Looking to 2016 and beyond, my vision for the Archdiocese of Denver is that it become a Church that is filled with men, women and children who have discovered the Father’s love for them in Jesus and the sacraments, who have become filled with the Holy Spirit, and who have allowed God the Father to claim them as his sons and daughters. It doesn’t stop there, though, because when a person falls in love, they cannot help tell others about their beloved. Authentic disciples seek to follow Christ in all things and share him with those who do not know him or have rejected him.
When I look at the Church in northern Colorado, I see many people who have been profoundly changed by Christ and become disciples. They do this not out of some kind of conviction to follow rules, but because they have experienced Jesus Christ’s limitless love for them, his healing, and the freedom that comes from sin no longer dominating their lives.
Even so, there are tens of thousands of Catholics in northern Colorado who are not disciples of Jesus. The reasons for this are numerous and can range from family experiences to the behavior of Church institutions or clergy, and everything in between.
In his Apostolic Letter “Evangelii Gaudium” (The Joy of the Gospel), Pope Francis wrote about the importance of missionary discipleship and the Church developing and supporting this among the faithful.
“I dream,” he said, “of a ‘missionary option,’ that is, a missionary impulse capable of transforming everything, so that the Church’s customs, ways of doing things, times and schedules, language and structures can be suitably channeled for the evangelization of today’s world rather than for her self-preservation” (EG, 27).

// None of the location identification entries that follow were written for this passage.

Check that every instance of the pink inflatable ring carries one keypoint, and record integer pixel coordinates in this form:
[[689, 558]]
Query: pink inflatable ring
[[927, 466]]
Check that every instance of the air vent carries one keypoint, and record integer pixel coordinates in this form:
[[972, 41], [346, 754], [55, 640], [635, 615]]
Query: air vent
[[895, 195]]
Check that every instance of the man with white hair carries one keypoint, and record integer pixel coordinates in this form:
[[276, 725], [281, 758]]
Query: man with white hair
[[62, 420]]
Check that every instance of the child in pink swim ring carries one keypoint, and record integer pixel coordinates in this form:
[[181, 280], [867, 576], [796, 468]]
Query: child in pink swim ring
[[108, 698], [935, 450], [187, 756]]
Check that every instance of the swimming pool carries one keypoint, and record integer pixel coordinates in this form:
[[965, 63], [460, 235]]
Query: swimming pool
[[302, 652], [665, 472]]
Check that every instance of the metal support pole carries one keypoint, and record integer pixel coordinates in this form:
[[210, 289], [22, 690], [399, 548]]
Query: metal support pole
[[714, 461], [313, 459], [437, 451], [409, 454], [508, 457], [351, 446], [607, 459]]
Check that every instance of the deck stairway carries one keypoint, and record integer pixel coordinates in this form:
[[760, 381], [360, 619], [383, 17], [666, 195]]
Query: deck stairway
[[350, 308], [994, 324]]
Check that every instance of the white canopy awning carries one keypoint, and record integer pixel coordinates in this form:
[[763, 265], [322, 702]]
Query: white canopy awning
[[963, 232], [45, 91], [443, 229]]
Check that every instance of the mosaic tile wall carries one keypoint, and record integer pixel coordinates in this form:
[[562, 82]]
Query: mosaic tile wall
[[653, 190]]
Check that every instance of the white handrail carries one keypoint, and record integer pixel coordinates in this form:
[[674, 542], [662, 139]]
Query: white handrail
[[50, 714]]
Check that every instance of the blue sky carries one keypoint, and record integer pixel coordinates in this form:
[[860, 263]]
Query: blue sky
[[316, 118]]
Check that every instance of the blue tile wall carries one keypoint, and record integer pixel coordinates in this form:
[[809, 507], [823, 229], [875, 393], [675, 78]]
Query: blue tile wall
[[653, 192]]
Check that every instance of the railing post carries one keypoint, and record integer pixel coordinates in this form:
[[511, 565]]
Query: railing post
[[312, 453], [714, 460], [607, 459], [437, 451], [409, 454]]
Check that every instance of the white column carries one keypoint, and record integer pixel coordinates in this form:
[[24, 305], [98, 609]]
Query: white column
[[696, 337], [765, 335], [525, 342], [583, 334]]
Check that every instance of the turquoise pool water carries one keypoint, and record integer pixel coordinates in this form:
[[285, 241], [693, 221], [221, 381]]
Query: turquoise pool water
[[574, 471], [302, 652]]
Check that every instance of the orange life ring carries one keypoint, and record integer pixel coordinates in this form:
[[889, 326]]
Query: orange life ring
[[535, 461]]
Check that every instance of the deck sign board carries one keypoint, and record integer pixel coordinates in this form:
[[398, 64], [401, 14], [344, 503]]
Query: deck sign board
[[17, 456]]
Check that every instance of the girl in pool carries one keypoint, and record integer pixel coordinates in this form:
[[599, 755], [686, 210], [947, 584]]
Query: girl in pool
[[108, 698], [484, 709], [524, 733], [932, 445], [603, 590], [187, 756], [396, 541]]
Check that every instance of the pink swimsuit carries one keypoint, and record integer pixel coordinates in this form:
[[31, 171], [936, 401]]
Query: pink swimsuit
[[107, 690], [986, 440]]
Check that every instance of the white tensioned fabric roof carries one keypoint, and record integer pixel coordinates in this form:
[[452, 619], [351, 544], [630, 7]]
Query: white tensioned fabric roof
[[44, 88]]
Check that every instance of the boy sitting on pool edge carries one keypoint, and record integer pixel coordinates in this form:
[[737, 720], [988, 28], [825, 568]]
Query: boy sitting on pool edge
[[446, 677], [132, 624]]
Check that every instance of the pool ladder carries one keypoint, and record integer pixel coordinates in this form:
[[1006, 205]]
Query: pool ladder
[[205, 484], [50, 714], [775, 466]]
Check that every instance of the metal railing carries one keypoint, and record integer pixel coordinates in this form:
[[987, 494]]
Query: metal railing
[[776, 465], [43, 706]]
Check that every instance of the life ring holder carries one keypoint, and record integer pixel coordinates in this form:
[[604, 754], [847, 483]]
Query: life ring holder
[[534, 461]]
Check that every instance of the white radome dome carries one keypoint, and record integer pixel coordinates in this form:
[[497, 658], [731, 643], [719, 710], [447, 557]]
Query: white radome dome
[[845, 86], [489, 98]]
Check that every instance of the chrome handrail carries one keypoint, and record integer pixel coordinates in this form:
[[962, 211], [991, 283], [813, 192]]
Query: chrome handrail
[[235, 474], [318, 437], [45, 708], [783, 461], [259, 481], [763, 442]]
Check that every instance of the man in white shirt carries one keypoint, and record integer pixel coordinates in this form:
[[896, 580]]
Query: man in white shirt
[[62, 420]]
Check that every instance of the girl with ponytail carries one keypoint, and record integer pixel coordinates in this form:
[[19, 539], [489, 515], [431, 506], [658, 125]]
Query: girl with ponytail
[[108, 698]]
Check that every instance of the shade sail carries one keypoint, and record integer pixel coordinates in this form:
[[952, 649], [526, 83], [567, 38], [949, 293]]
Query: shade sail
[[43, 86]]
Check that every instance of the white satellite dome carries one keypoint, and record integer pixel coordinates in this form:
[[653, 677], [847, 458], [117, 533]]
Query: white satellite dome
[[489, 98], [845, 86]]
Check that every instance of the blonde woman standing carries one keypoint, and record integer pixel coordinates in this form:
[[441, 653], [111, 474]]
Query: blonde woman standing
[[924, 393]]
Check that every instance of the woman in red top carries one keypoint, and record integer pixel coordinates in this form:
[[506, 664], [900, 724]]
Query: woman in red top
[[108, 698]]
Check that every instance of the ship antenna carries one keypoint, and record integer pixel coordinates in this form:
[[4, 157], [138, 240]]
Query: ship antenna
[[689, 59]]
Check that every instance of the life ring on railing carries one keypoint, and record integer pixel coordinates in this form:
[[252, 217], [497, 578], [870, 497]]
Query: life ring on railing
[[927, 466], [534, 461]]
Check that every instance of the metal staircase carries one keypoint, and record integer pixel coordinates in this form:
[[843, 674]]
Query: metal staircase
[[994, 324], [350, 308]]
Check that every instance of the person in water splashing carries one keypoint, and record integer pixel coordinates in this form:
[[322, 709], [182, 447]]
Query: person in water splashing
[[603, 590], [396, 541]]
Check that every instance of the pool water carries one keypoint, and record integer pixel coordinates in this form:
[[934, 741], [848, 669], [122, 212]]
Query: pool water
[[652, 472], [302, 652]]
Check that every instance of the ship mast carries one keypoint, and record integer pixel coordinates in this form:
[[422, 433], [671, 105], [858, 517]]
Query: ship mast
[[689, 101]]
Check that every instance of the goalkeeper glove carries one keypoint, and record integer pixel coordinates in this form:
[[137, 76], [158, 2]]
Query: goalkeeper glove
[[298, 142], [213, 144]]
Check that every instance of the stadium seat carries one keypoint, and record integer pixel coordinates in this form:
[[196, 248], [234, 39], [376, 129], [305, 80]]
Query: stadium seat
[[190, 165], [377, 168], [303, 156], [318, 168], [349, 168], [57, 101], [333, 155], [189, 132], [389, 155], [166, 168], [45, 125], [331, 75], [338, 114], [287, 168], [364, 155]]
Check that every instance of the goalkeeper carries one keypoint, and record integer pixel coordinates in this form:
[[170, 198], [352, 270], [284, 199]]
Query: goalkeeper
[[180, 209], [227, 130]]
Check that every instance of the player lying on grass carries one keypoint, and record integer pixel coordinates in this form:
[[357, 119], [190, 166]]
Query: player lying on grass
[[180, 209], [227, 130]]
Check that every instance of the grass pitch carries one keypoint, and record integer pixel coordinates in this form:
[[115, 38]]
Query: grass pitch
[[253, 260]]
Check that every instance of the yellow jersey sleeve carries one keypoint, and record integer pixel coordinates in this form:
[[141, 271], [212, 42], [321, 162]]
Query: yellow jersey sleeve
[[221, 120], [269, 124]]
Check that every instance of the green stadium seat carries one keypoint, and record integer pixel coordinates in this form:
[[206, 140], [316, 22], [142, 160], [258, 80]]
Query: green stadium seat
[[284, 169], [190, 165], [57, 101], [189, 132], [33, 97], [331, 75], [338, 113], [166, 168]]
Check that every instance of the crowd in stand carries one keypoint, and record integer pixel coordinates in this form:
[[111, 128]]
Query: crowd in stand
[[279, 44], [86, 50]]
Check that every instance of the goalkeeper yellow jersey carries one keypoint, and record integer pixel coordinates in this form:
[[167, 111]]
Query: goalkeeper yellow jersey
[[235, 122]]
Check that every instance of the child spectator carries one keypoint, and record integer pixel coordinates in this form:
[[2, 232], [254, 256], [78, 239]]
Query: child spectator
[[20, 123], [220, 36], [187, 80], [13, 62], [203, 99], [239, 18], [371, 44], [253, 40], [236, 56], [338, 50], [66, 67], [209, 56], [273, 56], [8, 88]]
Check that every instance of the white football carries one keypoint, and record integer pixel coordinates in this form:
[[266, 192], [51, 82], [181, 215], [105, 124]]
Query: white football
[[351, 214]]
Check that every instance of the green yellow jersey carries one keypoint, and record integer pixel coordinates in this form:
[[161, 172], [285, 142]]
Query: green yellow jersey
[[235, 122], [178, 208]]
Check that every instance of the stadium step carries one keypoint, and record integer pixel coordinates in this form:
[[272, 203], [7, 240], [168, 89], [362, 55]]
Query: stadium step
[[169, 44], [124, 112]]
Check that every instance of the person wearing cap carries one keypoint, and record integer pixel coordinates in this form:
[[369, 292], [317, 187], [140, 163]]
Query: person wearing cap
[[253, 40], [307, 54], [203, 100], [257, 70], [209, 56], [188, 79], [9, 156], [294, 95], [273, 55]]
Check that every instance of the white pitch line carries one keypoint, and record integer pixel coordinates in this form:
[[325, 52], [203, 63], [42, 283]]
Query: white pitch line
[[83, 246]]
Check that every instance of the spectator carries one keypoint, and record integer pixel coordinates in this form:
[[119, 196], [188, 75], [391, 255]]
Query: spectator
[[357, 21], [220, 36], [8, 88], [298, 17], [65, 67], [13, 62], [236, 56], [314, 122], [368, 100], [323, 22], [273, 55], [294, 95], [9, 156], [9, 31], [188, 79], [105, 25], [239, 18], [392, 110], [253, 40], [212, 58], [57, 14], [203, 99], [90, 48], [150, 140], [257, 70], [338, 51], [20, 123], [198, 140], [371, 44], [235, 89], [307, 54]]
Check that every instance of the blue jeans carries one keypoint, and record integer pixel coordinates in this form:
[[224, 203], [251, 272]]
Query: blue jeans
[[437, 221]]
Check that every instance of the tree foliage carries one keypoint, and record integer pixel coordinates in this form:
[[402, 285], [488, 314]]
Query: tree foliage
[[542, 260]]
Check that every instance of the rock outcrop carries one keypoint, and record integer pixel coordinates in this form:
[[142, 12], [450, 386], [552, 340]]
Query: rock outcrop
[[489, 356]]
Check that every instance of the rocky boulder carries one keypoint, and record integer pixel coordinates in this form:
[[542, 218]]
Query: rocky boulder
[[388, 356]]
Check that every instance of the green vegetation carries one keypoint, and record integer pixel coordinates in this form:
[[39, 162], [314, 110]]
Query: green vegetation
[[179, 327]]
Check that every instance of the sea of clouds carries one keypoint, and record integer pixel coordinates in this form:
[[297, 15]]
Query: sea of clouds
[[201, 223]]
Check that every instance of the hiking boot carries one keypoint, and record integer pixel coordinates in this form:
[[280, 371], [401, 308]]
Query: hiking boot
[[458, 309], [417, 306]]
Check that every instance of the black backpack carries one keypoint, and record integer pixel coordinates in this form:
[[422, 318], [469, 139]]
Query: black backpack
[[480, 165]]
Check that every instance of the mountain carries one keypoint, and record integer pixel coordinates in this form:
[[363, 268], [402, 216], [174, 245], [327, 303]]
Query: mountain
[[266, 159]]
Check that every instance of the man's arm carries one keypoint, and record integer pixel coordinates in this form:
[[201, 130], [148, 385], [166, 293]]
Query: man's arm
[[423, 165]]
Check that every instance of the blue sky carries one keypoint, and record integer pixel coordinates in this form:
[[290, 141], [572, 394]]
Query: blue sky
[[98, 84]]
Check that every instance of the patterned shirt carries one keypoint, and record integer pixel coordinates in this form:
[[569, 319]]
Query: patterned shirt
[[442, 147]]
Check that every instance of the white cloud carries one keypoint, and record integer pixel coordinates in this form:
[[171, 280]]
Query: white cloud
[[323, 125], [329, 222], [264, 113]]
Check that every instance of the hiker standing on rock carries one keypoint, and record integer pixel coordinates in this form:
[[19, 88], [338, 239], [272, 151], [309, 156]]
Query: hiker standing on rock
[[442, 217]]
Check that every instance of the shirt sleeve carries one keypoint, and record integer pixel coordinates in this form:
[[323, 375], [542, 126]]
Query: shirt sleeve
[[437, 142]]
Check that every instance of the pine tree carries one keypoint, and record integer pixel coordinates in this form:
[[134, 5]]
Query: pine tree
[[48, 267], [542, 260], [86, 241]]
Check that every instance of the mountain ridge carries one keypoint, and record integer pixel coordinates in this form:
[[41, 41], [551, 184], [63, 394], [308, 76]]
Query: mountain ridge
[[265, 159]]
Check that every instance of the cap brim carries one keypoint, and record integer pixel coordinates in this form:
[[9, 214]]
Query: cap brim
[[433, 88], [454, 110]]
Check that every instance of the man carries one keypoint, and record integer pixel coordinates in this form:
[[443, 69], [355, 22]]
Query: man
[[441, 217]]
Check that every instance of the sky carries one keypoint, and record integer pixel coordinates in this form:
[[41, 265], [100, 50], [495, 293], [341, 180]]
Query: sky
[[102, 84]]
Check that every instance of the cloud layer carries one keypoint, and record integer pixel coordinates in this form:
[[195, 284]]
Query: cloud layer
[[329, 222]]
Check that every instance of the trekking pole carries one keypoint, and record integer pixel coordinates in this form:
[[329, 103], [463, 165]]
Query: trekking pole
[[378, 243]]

Pope Francis is right. All too often, the Church focuses on maintaining the status quo because doing any more than that seems impossible. But we must remember, we believe in a God who does the impossible. As the Archangel Gabriel told Mary when he announced that she would conceive Jesus, “for nothing will be impossible with God” (Luke 1:37).
Initiatives aimed at promoting discipleship in all dimensions of the archdiocese have already begun. However, in 2016 – the Year of Mercy, I ask that every parish, priest and deacon, family and individual examine how they are pursuing and supporting authentic discipleship.
In the Jewish tradition, boys became students of a rabbi after their Bar Mitzvah. For years, they would follow their rabbi to learn how to study the Scriptures and practice the faith. The degree of imitation was far greater than what you might think. If the rabbi wore his clothes a certain way or walked with a stoop, his disciples would follow suit. The goal was for the disciple to absorb the spiritual and moral gifts of their teacher that couldn’t be learned by merely studying books.
Christ asks us to follow him in a similar way by imitating him, trusting him, and leaning on him for the grace to accomplish what is otherwise impossible. When the rich young man met Jesus, he was told to sell his possessions and follow him. The disciples were shocked at Christ’s response. They said, “‘Then who can be saved?’ But Jesus looked at them and said, ‘For mortals it is impossible, but for God all things are possible’” (Mt. 19:25-26).
Becoming a disciple begins by responding to Jesus’ call to “Come follow me.” You will find him in the Scriptures, in the sacraments, in personal prayer, and in your every day interactions with others. Seek him with all your heart, grow in your love for the Gospels, and you will find him. Turn to him for healing and learn to trust him. Then, when Jesus calls you to follow him by taking a leap of some kind, you will answer as a disciple.
May God help us open our hearts to him this year and fill us with the courage to follow him wherever he leads!
For a deeper understanding of what it means to be a disciple, I recommend reading Sherry Weddell’s book, “Forming Intentional Disciples.”